Le groupe de chimie allemand BASF a demandé à l'autorité européenne de sécurité des aliments l'autorisation de commercialiser une pomme de terre génétiquement modifiée.

Un agronome présente des pommes de terre du groupe BASF génétiquement modifiées mais qui ne sont pas destinées à la consommation près de Zepkow (Allemagne), le 29 septembre 2010. 
Un agronome présente des pommes de terre du groupe BASF génétiquement modifiées mais qui ne sont pas destinées à la consommation près de Zepkow (Allemagne), le 29 septembre 2010.  (JENS BÜTTNER / DPA / MAXPPP)

Fortuna, première pomme de terre génétiquement modifiée (OGM) destinée à l'alimentation humaine, sera-t-elle bientôt cultivée pour être vendue ? BASF, le groupe de chimie allemand qui l'a développée, a demandé lundi 31 octobre l'autorisation à l'autorité européenne de sécurité des aliments (Efsa). 

L'introduction sur le marché de ce tubercule, dérivé d'une des variétés les plus utilisées pour la fabrication de frites, "est prévue pour 2014 ou 2015", a précisé BASF.

• Quelles sont les caractéristiques de cette pomme de terre ?

Fortuna résiste au mildiou, une maladie due à des parasites dévastateurs pour les cultures de pomme de terre, qui fut notamment l'une des causes de la grande famine irlandaise au XIXsiècle. Le mildiou détruit encore jusqu'à 20 % des récoltes annuelles de pommes de terre dans le monde, selon BASF.

Le groupe allemand explique être parvenu à utiliser deux gènes de résistance au mildiou prélevés sur une variété sauvage de pomme de terre sud-américaine.

Si l'Union européenne l'autorisait, ce serait la première pomme de terre OGM à pouvoir se retrouver dans nos assiettes. L'Amflora, produite par le même groupe chimique, est avant tout destinée à des usages industriels (le jus sert à fabriquer de l'amidon pour la pâte à papier et de l'engrais) et à l'alimentation animale (pulpe). 

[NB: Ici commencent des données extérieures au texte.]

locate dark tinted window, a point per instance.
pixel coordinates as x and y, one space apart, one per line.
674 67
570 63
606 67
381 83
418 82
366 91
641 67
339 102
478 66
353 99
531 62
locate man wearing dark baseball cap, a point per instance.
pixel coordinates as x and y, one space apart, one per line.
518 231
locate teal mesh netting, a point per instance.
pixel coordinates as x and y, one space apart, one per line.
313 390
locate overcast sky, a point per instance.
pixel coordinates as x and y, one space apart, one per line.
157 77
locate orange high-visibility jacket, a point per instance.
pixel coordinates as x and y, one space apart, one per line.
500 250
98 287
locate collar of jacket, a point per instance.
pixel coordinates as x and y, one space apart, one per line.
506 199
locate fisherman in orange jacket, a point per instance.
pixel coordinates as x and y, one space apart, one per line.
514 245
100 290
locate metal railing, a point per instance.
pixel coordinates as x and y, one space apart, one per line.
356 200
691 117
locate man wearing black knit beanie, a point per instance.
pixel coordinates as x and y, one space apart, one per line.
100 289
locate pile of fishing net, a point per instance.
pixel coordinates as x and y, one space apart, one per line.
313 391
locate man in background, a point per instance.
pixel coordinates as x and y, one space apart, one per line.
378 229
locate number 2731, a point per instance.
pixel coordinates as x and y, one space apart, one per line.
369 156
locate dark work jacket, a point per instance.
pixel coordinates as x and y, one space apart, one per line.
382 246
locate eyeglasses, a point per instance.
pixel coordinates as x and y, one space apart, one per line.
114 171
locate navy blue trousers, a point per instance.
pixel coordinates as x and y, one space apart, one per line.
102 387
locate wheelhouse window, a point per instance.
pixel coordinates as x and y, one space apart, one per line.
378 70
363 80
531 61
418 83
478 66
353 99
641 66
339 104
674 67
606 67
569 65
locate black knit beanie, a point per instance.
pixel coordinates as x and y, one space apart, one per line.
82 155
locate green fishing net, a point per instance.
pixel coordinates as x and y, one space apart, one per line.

• Quel est le processus d'autorisation ?

C'est la Commission européenne qui transmet la demande de BASF à l'Efsa. Celle-ci a indiqué lundi ne pas l'avoir encore reçue.

L'Efsa doit ensuite tester "la sécurité pour les humains, les animaux et l'environnement". Elle n'a "pas de délai imposé" pour rendre son avis scientifique. Parfois, les industriels eux-mêmes cessent de répondre aux demandes de précisions des autorités.

Enfin, la décision d'autorisation revient à la Commission européenne et aux Etats membres de l'Union.